Published on 31st July 2007

In spite of Mrs. Mary Chinery-Hesse’s statement that Ghanaian intellectuals should not to shy away from discourses of national import, she had earlier challenged them to use languages which Ghanaians will understand. Her experience with policy-makers and the booming Accra-based consultants has taught her that sometimes one cannot understand the language they use. Factor in the mass of Ghanaians who do not read and spea English and you’ll calculate the implications on Ghana’s progress.

Despite the relevance of her observations, Chinery-Hesse, Chief Advisor to President John Kufuor, has missed one crucial thing; the exclusion of Ghanaian norms, values and traditions in policy-making, bureaucratizing, intellectualizing, and philosophizing about Ghana’s progress. In The Political Foundations of Development: The Case of Botswana, Scott A. Beaulier (of Mercer University, USA) and J. Robert Subrick (George Mason University, USA) argue that unlike other sub-Saharan African states, Botswana has prospered, for the past 25 years running, by successfully appropriating its norms, values and traditional institutions in the country’s progress.

Unlike in Botswana, Ghanaian norms, values, and traditions are yet to be reflected decisively in national discourse. In any country, you gauge how well its elites participate in national discourses by their involvement in the mass media. Chinery-Hesse thinks that they “consider the sharing of information through the media as demeaning of high academic achievement.” Pretty heartbreaking, but she is right and the reasons may be varied.

In response to my article, Awakening Suppressed Traditional Institutions, a respondent wrote, “Publishing in obscure outlets and that makes you a 'thinker?' What credible publication do you have to your credit?” What an intellectual ceiling! The sense here is that Ghanaian elites should not publish in the country’s mass media because they are mediocre and do not count in the country’s progress. This affects national discourse and the development process in terms of critically diagnosing the inadequacies within the development process.

Chinery-Hesse is aware of this missing link in Ghana’s progress and advises intellectuals and professionals with knowledge on issues of national importance not to shy away from the discourse, despite the demeaning climate. "By shying away to join the silent majority of docile listeners, they leave the scene for those who might not be knowledgeable to fill the vacuum.
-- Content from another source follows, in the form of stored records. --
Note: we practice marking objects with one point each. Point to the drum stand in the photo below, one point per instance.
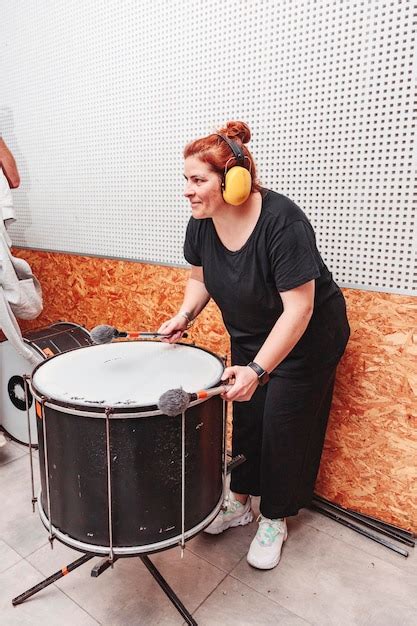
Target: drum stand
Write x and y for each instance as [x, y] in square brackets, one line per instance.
[99, 569]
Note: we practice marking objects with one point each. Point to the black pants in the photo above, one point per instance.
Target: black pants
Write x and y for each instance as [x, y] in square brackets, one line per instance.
[281, 432]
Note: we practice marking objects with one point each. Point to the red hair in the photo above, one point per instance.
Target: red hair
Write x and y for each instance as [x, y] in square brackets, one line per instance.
[216, 153]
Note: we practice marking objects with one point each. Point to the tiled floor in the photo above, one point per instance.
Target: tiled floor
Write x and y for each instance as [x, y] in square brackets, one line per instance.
[327, 575]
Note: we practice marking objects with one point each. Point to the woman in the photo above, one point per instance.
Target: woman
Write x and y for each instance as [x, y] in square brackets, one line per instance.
[257, 258]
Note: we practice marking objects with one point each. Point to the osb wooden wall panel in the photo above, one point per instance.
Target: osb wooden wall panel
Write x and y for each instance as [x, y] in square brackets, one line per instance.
[369, 459]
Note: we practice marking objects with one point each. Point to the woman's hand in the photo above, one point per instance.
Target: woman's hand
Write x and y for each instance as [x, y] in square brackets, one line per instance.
[244, 385]
[174, 328]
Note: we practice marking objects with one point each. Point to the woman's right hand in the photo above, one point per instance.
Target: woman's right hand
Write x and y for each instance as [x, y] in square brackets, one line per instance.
[173, 328]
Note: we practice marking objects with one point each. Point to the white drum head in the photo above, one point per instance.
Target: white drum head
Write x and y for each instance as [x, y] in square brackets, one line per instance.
[125, 374]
They should neither feel shy to participate in this manner nor consider the sharing of information through the [mass] media as demeaning academic achievement,” says Mary Chinery-Hesse.

Apart from fear of politicking by the increasingly divisive political atmosphere and politically charged media houses, some Ghanaian intellectuals desist from participating in national discourse via the mass media for fear of some moral and disciplinary flaws in the society. "You want to write comments on some issues disturbing Ghana but the responses are normally insults,” a professor at a Canadian university told me. 

Dr. George Amponsem, Ghanaian-Canadian economist and a Toronto-based business consultant for International Business Machines (IBM) says that during the earlier days of Ghana’s most popular web site, www.ghanaweb.com, a good number of Ghanaian intellectuals such as Dr. George Ayittey and Dr. Kofi Ellison, used to write pressing national issues for the website.In the course of time, they fizzled out! Why? The insults were too much.

Chinery-Hesse's policy-making and consultant circles should consider how the sharing of information through the mass media by the intellectual is stifled by an atmosphere that is demeaning.